This workflow is meant to be a basic example workflow of how a user might take a flagged version of our (or some other) occurrence dataset and filter for specific taxa or countries, re-apply flagging functions, re-filter the data, or make maps based of those data.

0.0 Script preparation

0.1 Working directory

Choose the path to the root folder in which all other folders can be found.

RootPath <- paste0("/your/path/here")
# Create the working directory in the RootPath if it doesn't exist already
if (!dir.exists(paste0(RootPath, "/Data_acquisition_workflow"))) {
    dir.create(paste0(RootPath, "/Data_acquisition_workflow"), recursive = TRUE)
}
# Set the working directory
setwd(paste0(RootPath, "/Data_acquisition_workflow"))

For the first time that you run BeeBDC, and if you want to use the renv package to manage your packages, you can install renv…

        install.packages("renv", repos = "http://cran.us.r-project.org")

and then initialise renv the project.

        renv::init(project = paste0(RootPath,"/Data_acquisition_workflow")) 

If you have already initialised a project, you can instead just activate it.

renv::activate(project = paste0(RootPath, "/Data_acquisition_workflow"))

0.2 Install packages (if needed)

You may need to install gdal on your computer.

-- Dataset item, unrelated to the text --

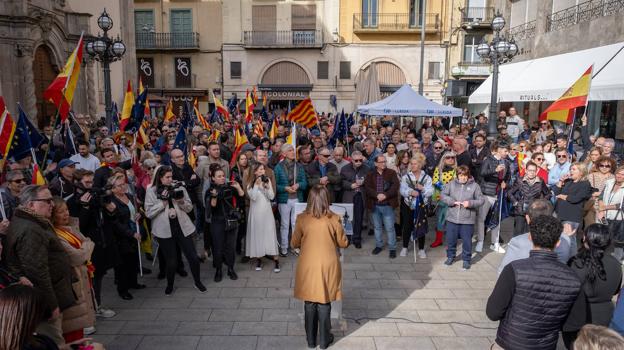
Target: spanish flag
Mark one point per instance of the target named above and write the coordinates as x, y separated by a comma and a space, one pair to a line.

This can be done on a Mac by using Homebrew in the terminal and the command “brew install gdal”.

To start out, you will need to install BiocManager, devtools, ComplexHeatmap, and rnaturalearthhires to then install and fully use BeeBDC.

if (!require("BiocManager", quietly = TRUE)) install.packages("BiocManager", repos = "http://cran.us.r-project.org")

BiocManager::install("ComplexHeatmap")
# Install remotes if needed
if (!require("remotes", quietly = TRUE)) install.packages("remotes", repos = "http://cran.us.r-project.org")
# Download and then load rnaturalearthhires
remotes::install_github("ropensci/rnaturalearthhires")
install.packages("rnaturalearthhires", repos = "https://ropensci.r-universe.dev",
    type = "source")
library(rnaturalearthhires)

Now install BeeBDC.

Snapshot the renv environment.

renv::snapshot(project = paste0(RootPath, "/Data_acquisition_workflow"), prompt = FALSE)
## The following package(s) will be updated in the lockfile:
## 
## # RSPM -----------------------------------------------------------------------
## - renv   [* -> 1.0.11]
## 
## The version of R recorded in the lockfile will be updated:
## - R      [* -> 4.4.2]
## 
## - Lockfile written to "/tmp/RtmpcloWeW/Data_acquisition_workflow/renv.lock".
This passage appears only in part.